Ngabuburit

25 26 5
                                    

Sampai di sana kami sudah disambut pelayan pribadi keluarga Susilo.

"Gila Pung, mereka punya pelayan pribadi Pung," decak Nada kagum.

"Iya Pung, lo beruntung banget dapet Fitri," timpal Lisa yang diacungi jempol Nada.

"Tapi repot gue ngatasi saudaranya."

"Kenapa Pung?" tanya Lisa mendekatkan wajahnya.

"Nih muka bisa mundur dulu, jump scare," ledek ku. Lisa mendengus kesal, dia kembali duduk di belakang dengan tangan dilipat di dada, dan membuang wajah.

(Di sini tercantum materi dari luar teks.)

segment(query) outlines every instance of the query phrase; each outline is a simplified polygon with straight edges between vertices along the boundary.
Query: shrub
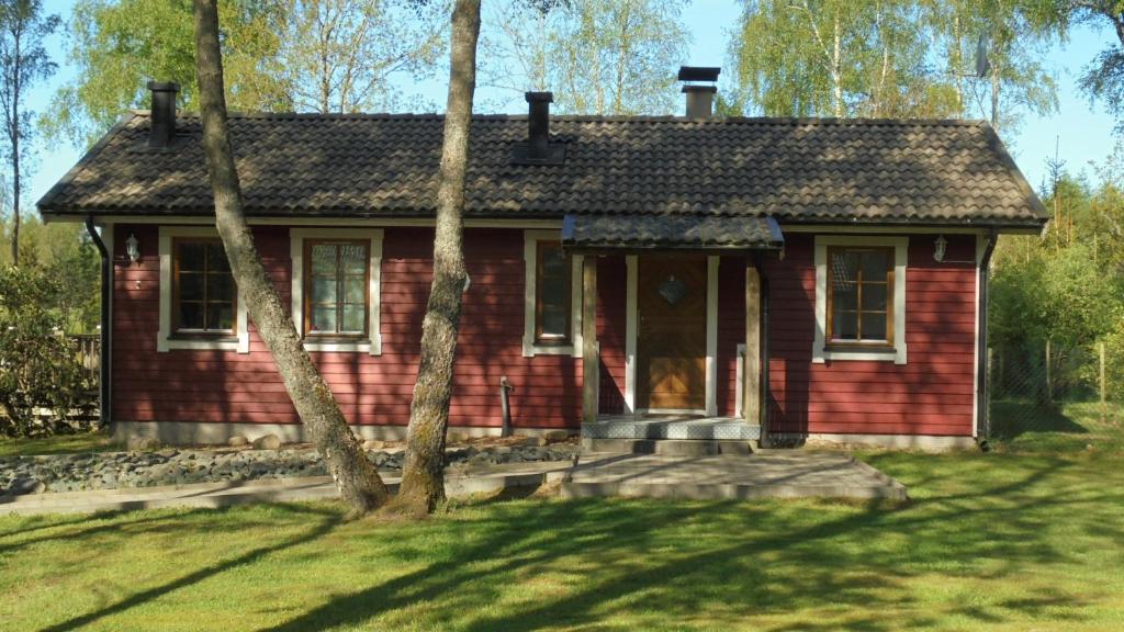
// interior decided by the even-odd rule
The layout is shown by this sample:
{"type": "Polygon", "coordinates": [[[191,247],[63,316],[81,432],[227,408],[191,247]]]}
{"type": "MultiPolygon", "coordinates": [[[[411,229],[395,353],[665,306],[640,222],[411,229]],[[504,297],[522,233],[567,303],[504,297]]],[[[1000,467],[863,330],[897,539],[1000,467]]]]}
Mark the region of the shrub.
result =
{"type": "Polygon", "coordinates": [[[63,333],[58,276],[35,263],[0,269],[0,434],[53,431],[89,385],[63,333]]]}

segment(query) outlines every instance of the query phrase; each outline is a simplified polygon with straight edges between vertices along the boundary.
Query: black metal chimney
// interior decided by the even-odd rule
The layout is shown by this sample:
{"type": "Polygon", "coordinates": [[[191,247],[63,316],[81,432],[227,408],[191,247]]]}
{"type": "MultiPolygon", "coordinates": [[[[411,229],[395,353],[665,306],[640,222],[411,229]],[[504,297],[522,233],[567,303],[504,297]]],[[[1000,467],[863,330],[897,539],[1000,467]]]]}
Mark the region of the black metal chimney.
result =
{"type": "Polygon", "coordinates": [[[175,137],[175,93],[179,83],[149,81],[152,91],[152,118],[148,130],[148,146],[164,148],[175,137]]]}
{"type": "Polygon", "coordinates": [[[552,92],[527,92],[527,141],[511,146],[511,164],[565,164],[565,143],[551,143],[552,92]]]}
{"type": "Polygon", "coordinates": [[[687,118],[710,118],[714,114],[714,94],[718,91],[714,82],[718,81],[720,67],[679,66],[679,81],[706,81],[710,85],[688,83],[683,85],[687,94],[687,118]]]}
{"type": "Polygon", "coordinates": [[[546,160],[550,155],[551,103],[553,92],[527,92],[527,159],[546,160]]]}

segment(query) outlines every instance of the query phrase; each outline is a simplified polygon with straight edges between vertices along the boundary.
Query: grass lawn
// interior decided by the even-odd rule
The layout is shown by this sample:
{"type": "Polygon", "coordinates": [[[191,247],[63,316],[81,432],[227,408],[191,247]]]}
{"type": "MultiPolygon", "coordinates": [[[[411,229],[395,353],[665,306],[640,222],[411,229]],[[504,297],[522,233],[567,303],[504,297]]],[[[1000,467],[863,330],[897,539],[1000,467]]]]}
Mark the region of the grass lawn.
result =
{"type": "Polygon", "coordinates": [[[1000,449],[1058,453],[1085,450],[1124,452],[1124,404],[1109,403],[1102,421],[1097,401],[1000,400],[991,404],[992,435],[1000,449]]]}
{"type": "Polygon", "coordinates": [[[0,629],[1124,629],[1124,454],[863,458],[914,502],[6,516],[0,629]]]}
{"type": "Polygon", "coordinates": [[[10,439],[0,436],[0,457],[27,454],[67,454],[71,452],[108,452],[121,450],[105,432],[87,432],[38,439],[10,439]]]}

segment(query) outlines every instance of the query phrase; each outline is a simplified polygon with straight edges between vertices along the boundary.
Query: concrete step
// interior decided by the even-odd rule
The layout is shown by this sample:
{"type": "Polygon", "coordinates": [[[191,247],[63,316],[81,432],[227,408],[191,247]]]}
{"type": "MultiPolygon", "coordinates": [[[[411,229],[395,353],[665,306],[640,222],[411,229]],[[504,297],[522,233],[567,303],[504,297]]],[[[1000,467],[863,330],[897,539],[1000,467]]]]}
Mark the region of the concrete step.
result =
{"type": "Polygon", "coordinates": [[[590,452],[660,454],[664,457],[747,455],[747,441],[708,441],[697,439],[595,439],[582,437],[581,446],[590,452]]]}
{"type": "Polygon", "coordinates": [[[649,417],[608,416],[581,425],[581,436],[589,439],[688,439],[714,441],[756,441],[761,426],[740,417],[649,417]]]}

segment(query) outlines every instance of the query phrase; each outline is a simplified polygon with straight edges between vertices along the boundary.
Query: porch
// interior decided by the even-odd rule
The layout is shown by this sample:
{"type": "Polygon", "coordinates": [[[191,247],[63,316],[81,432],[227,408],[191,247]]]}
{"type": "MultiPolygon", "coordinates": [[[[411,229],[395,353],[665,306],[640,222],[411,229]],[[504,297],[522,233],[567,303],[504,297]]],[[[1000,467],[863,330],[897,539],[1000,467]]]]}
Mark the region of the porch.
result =
{"type": "Polygon", "coordinates": [[[772,218],[566,216],[563,249],[581,255],[574,316],[581,324],[582,374],[596,377],[582,382],[582,437],[760,440],[768,389],[761,253],[782,243],[772,218]],[[625,263],[624,283],[613,277],[608,286],[624,296],[625,324],[616,338],[623,349],[614,350],[623,351],[624,379],[613,385],[619,390],[608,399],[616,404],[611,414],[600,397],[596,326],[604,255],[623,255],[625,263]],[[733,285],[728,274],[719,277],[719,265],[744,276],[733,285]],[[744,334],[731,334],[726,325],[719,334],[719,319],[741,320],[744,334]]]}

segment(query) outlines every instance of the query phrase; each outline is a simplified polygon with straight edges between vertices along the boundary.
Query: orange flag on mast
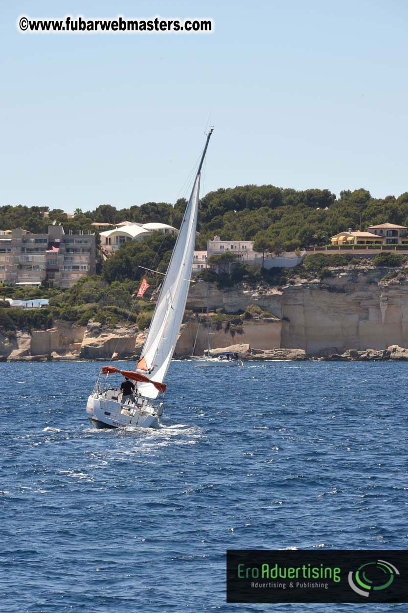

"Idih, ngambekan cepet tua lo kalo sering ngambek," kata ku, terkekeh.

Kamin akhirnya sampai aku langsung turun dari mobil.

"Gila pung ini parkiran mobil atau showroom banyak bet mobilnya," Ujar Nada yang masih kagum.

"Pung, kalau lo nikah ama Fitri gue mau ngelamar jadi sopir pribadi lo aja deh Pung."

"Kak Ipung!" panggil seseorang. Pandangan ku mengedar berusaha mencari sumber suara. Tiba-tiba datang gadis kecil yang memeluk ku.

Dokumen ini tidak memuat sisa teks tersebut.